CCExtractor / ccextractor

CCExtractor - Official version maintained by the core team

Home Page:https://www.ccextractor.org

Geek Repo:Geek Repo

Github PK Tool:Github PK Tool

[BUG] Incorrect placement of X-TIMESTAMP-MAP in WebVTT

bbgdzxng1 opened this issue · comments

Summary

When ccextractor is generating webVTT output, X-TIMESTAMP-MAP does not immediately follow the WEBVTT header.

tl;dr: Propose that emkman99@12b9f93 is reverted.

Reference

According to Roger Pantos, the author of the HLS RFC...

"To be clear, what HLS expects (and what the VTT spec defined prior to that 2016 change) is for the X-TIMESTAMP-MAP line to be among a set of non-blank lines immediately after the WEBVTT header line, followed by two or more line terminators, followed by the rest of the body."

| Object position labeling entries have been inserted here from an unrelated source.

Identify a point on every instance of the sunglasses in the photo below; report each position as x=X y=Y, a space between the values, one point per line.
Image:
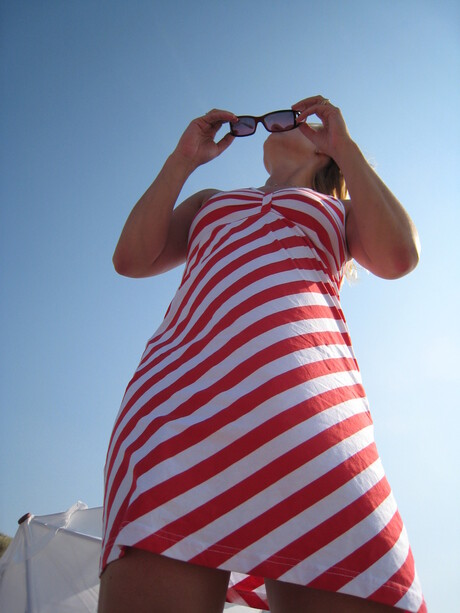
x=276 y=121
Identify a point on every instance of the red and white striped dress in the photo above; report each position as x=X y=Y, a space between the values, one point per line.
x=244 y=440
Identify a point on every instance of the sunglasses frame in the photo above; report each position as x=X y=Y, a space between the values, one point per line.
x=261 y=120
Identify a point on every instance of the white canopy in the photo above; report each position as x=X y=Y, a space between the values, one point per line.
x=52 y=564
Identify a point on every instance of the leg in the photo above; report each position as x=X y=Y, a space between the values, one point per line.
x=290 y=598
x=146 y=582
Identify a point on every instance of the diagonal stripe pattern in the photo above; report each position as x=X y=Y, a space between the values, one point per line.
x=244 y=440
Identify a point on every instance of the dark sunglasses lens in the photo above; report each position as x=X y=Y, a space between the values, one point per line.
x=280 y=122
x=243 y=127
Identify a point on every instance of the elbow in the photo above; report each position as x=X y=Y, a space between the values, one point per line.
x=403 y=262
x=124 y=266
x=121 y=265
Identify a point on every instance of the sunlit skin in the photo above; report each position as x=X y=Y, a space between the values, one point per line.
x=291 y=159
x=380 y=236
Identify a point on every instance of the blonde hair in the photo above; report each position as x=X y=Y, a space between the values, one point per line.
x=330 y=180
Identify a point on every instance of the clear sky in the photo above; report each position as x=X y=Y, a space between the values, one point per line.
x=94 y=96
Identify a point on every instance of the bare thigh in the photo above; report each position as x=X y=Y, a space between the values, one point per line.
x=289 y=598
x=146 y=582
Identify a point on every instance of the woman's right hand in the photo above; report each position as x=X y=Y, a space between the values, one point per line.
x=197 y=145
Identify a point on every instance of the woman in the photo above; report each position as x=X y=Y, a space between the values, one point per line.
x=243 y=450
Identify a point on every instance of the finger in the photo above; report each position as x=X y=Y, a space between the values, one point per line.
x=306 y=102
x=224 y=143
x=321 y=109
x=217 y=115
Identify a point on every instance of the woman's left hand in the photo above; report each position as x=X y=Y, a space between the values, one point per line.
x=333 y=135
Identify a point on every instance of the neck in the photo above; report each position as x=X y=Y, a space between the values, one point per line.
x=289 y=177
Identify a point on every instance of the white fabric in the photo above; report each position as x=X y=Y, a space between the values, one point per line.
x=52 y=564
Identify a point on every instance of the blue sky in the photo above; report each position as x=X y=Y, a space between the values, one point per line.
x=94 y=97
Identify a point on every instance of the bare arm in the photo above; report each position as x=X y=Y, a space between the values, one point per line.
x=154 y=238
x=380 y=234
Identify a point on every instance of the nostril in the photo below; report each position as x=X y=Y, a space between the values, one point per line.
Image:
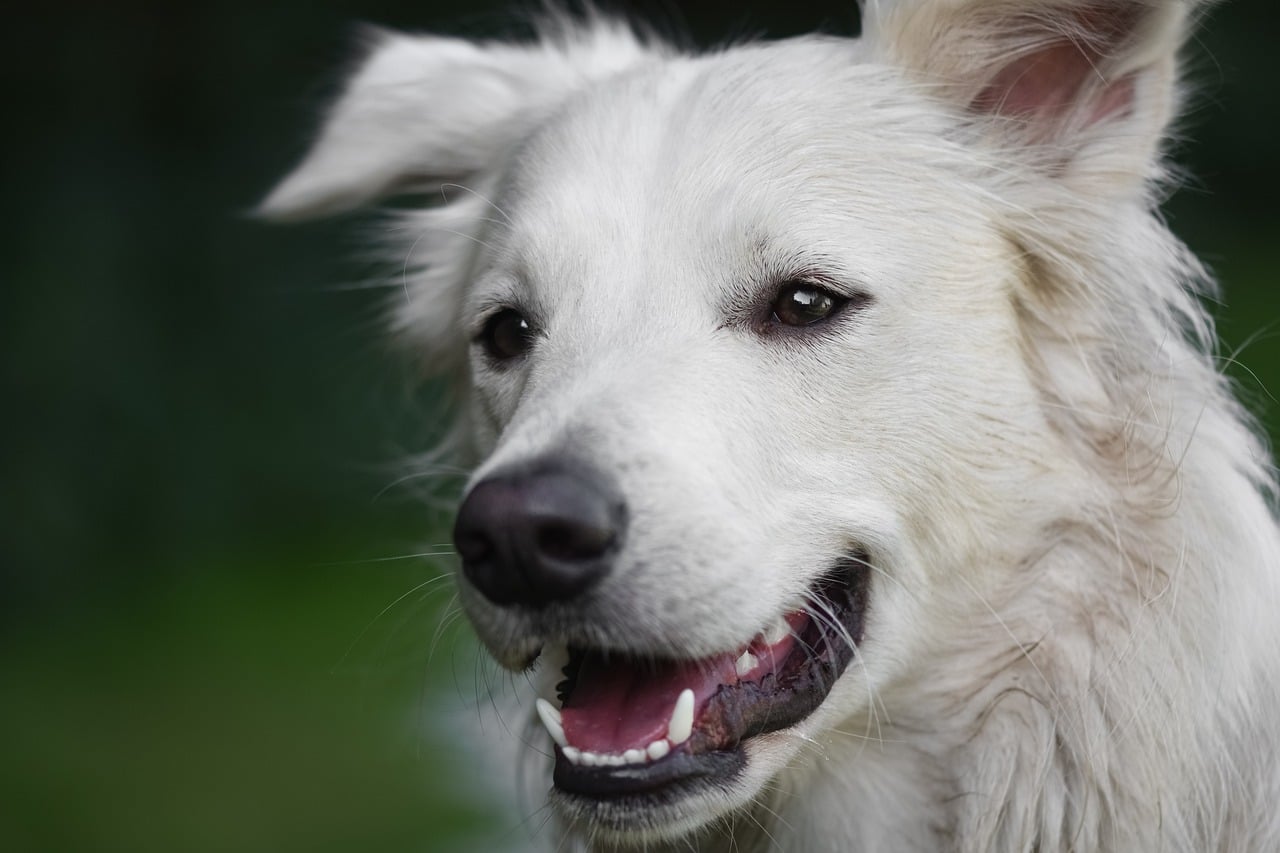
x=472 y=546
x=568 y=541
x=539 y=534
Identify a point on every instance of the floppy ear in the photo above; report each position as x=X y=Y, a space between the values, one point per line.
x=1080 y=89
x=426 y=110
x=423 y=113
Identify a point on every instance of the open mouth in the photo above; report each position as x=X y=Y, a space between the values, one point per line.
x=631 y=728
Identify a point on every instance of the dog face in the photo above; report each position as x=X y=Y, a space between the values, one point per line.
x=745 y=343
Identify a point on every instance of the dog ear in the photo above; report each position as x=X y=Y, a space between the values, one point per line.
x=1084 y=89
x=423 y=112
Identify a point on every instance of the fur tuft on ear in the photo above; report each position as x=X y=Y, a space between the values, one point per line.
x=423 y=112
x=1047 y=78
x=442 y=114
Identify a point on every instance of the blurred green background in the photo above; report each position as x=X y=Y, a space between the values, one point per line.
x=213 y=637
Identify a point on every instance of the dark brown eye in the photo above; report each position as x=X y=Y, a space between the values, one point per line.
x=803 y=304
x=507 y=336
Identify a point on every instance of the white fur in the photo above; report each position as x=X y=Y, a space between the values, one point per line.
x=1073 y=639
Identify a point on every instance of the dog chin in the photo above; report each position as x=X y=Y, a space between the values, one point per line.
x=684 y=808
x=649 y=748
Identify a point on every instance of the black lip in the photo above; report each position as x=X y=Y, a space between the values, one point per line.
x=672 y=775
x=713 y=756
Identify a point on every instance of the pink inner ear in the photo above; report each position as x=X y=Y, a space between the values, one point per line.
x=1050 y=83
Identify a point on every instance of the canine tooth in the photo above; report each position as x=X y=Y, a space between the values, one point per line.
x=551 y=717
x=681 y=719
x=775 y=633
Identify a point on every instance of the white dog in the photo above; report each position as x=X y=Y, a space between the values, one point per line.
x=851 y=466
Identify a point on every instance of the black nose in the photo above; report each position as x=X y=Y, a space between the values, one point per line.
x=538 y=536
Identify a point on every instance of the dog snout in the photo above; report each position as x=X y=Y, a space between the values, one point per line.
x=539 y=536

Here is Roger's full statement, clarifying the expected behavior https://mailarchive.ietf.org/arch/msg/hls-interest/4vmLpEsV-EnmkEwMQZkzbGQai_4/ clarifying the background around the . Roger is the authoritative reference on HLS RFC8216.

See also:
w3c/webvtt.js#38
w3c/webvtt#485

Expected Behavior

Note that there is no blank line after the WEBVTT statement.

WEBVTT
X-TIMESTAMP-MAP=MPEGTS:5785169281,LOCAL:00:00:00.000

00:00:06.640 --> 00:00:08.307 line:79.33%
    GEICO has a long history    

00:00:06.640 --> 00:00:08.307 line:84.66%
        of great savings        

00:00:08.342 --> 00:00:09.208 line:84.66%
       and great service.

Current Behavior

WEBVTT

X-TIMESTAMP-MAP=MPEGTS:5785169281,LOCAL:00:00:00.000

00:00:06.640 --> 00:00:08.307 line:79.33%
    GEICO has a long history    

00:00:06.640 --> 00:00:08.307 line:84.66%
        of great savings        

00:00:08.342 --> 00:00:09.208 line:84.66%
       and great service.

Command to replicate...

$ ccextractor "./CNN.ts" -in='ts' -1 -out='vtt' -stdout | head -n10

Where CNN.ts is taken from CNN.ts from "US TV recordings, 10 minutes samples, HDHomeRun" located at https://ccextractor.org/public/general/tvsamples/.

% ccextractor --version
CCExtractor 0.94, Carlos Fernandez Sanz, Volker Quetschke.
Teletext portions taken from Petr Kutalek's telxcc
--------------------------------------------------------------------------
CCExtractor detailed version info
        Version: 0.94
        Git commit: Unknown
        Compilation date: 2021-12-15
        CEA-708 decoder: C
        File SHA256: Could not open file

Details

Here is the pull request where the regression occurred.
https://github.com/CCExtractor/ccextractor/pull/1332/files
emkman99@12b9f93

I'm confident that @emkman99's PR was well-intended, however, the link above from Pantos confirms the expected behavior, with absolute authority. @emkman99 - I hope that the snippet from Pantos is helpful.

Conclusion

emkman99@12b9f93 should be reverted to ensure that WebVTT output aligns with HLS RFC.

[ My personal view is that ccextractor should not generate X-TIMESTAMP-MAP by default, but it should be enabled through a --timestamp-map option, but that is a subjective opinion would be a change of functionality. I have tried to limit the bug report to an objective clarification of the standards, quoting the author of the HLS RFC.]

Thanks - I hope this is not a contentious topic.

Closing the end-user facing ticket, because of the awesome work included in #1464 will now track it. You guys don't want open tickets hanging around.

As ever, many thanks @emkman99 for the very sensible enhancement and @cfsmp3 for the project.